I thought I would show you some of our humor over here. This is the bunker that we built for when we take incoming rounds. To the left is our mortar system for the "outgoing" rounds 

Jason


----------



## Lee Woodie (Sep 10, 2010)

Glad to see the humor you can fine while there our prayers are sent your way with the many Thanks for your service each and everyone. Great shot


----------



## carver (Sep 10, 2010)

Gods speed Jason,come soon


----------



## *MrsUSbowhunter* (Sep 10, 2010)

Are you guys leaving that up for the next group to use?


----------



## Hoss (Sep 10, 2010)

Thanks for sharing.  It's good to see that you find a way to keep your humor going in a stressful situation.  As others have said, thank you again for your service, Jason.  Pass along our thanks to those with you and get home safe.

Hoss


----------



## USbowhuntr (Sep 11, 2010)

Sarah we are going to take the signs with us. But the bunker will be left in place. They are going to need it.

Hey thanks everyone for the support, its almost over. I will be back with the family no later than Thanksgiving and back in the states for leave mid Dec.


----------



## *MrsUSbowhunter* (Sep 11, 2010)

I can't wait. I am so glad its almost over.


----------



## Bruz (Sep 11, 2010)

Nice. 

Be safe. Prayers sent for you and your buddies. 

Bruz


----------



## Toffy (Sep 11, 2010)

GREAT sign.
Opening morning of bow season here. Wish you were here.
And may the outgoing be far busier than the incoming.


----------



## USbowhuntr (Sep 12, 2010)

Networker said:


> GREAT sign.
> Opening morning of bow season here. Wish you were here.
> And may the outgoing be far busier than the incoming.

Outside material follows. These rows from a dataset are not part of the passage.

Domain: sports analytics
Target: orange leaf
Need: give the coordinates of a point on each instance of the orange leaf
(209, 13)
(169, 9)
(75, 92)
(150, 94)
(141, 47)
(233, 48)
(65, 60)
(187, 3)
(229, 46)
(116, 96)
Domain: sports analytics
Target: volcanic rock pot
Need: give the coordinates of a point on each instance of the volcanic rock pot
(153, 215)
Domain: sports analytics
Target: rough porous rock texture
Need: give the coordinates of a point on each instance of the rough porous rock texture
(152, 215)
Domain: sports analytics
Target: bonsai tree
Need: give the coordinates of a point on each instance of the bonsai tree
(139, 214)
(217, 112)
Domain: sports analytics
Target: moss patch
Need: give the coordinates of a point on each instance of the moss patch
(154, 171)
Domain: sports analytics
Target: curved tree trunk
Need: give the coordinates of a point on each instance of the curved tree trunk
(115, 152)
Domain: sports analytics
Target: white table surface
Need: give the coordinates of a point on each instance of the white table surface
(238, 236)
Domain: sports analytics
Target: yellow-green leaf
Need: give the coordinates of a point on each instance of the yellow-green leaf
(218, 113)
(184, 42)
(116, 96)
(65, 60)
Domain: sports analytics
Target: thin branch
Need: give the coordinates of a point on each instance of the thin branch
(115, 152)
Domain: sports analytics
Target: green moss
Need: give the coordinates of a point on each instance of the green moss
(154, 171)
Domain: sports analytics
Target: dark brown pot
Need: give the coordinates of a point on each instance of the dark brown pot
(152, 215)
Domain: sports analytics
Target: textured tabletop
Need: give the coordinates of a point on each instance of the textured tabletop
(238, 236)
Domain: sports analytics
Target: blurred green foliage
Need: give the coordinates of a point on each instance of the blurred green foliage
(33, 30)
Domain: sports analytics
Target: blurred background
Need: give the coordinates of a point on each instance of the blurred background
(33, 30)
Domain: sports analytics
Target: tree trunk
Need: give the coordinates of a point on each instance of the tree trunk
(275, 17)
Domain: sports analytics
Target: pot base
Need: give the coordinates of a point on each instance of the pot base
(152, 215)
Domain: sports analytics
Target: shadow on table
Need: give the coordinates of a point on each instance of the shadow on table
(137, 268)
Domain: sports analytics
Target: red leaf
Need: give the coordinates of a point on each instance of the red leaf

This time next year I will be living back in the states in GA and will be very unpatiently awaiting archery season. Its been 4 years since I have hunted and I cant even tell you how much I miss it. I have a mule deer/couse white tail hunt scheduled while I am in AZ for leave this winter so that should be fun. But I cant wait to get back to the southern woods and chase those whitetail around.

Thanks everyone for all the support, its always nice to know that the US public still supports us. We try and have a little fun around here just to keep the morale up. 

Take care, 
Jason


----------